After reading the Arduino Uno R3 schematic, I found the correct CPU pin (DIP and SMD) as well as PCB for the LED used by BLINK. The LED shares with one of the ICSP pins. I had initially confused the board pin number with the chip pin number. By virtue of the shared pin, the LED illuminates on the Arduino Uno R3 PCB even though the target is externally attached by ICSP (where the Arduino Uno R3 is running ArduinoISP.) There were no instances of code executing in the wrong place, just a mis-identification of the BLINK LED placement in the circuit.

The previously recommended 10 uF capacitor was not necessary and was removed. The Arduino Uno R3 is now set as ISP, serves that function as intended and does not require any modifications to serve as ICSP device.

To "ballscrewbob" (in response to your postings on 10/19/2021 of an administrative matter into this technical topic 916097): Your posts into this thread regarding my incorrect other posting was unfortunate and inappropriate.

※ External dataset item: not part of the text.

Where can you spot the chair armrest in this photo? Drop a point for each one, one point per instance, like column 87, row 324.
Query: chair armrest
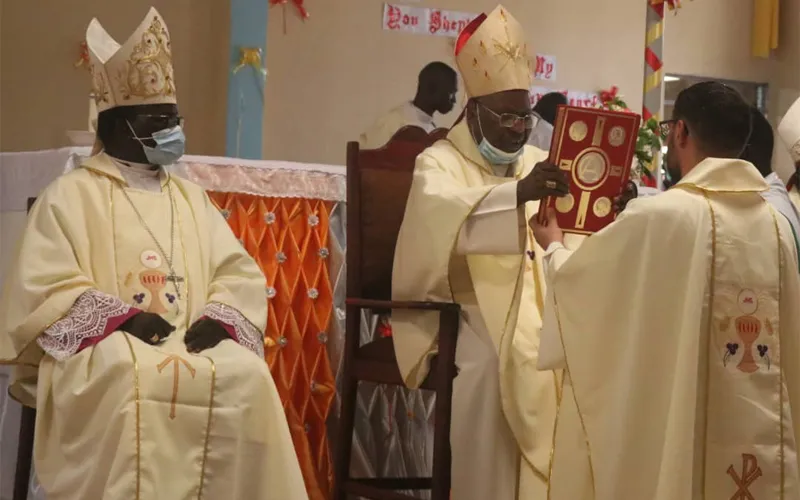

In forums I moderate, advice and counsel to users is ALWAYS provided individually, NEVER in a thread. Complaints between users are resolved through moderatators, not within threads. I do not know if your action is standard moderation practice in arduino.cc forum, but it is corrosive and discourages participation.

Which means that the advice is not seen by other users who might benefit from it

But this was not a complaint between users so was handled publicly

Really now? Then you are probably the only one who can use an Arduino Uno WITHOUT this capacitor as an ICSP programmer, or anyone else who follows the TESTED PROCEDURES and builds this capacitor because it simply doesn't work without it, are doing something fundamentally wrong.
Without a capacitor, the UNO does a reset and goes into flash mode itself, which means that it writes the sketch, which should actually be written in the target system, in its own bottle memory, provided it is intended for an Atmega328. The only way to prevent this (without the capacitor) would be to disconnect the RESET line to the USB chip on the Uno after uploading the Aurduino ISP Sketch, so that no reset is possible via USB.

Es ist natürlich Möglich, dass Du sehr viel mehr von Elektronic und dem Ablauf des Flaschvorganges mittels USB und Bootloader, sowie ICSP verstehst als ich und jene, die sagen, dass der Kondensator benötigt wird.
Dann habe ich dir natürlich unrecht getan, und ich muss dann wohl den Nano, den ich mir als ISP-Programmer fix ausgestattet habe (so dass ich nicht jedes mal neu aufbauen muss, und ein kompaktes Gerät habe) nochmals zerlegen, und den Kondensator entfernen.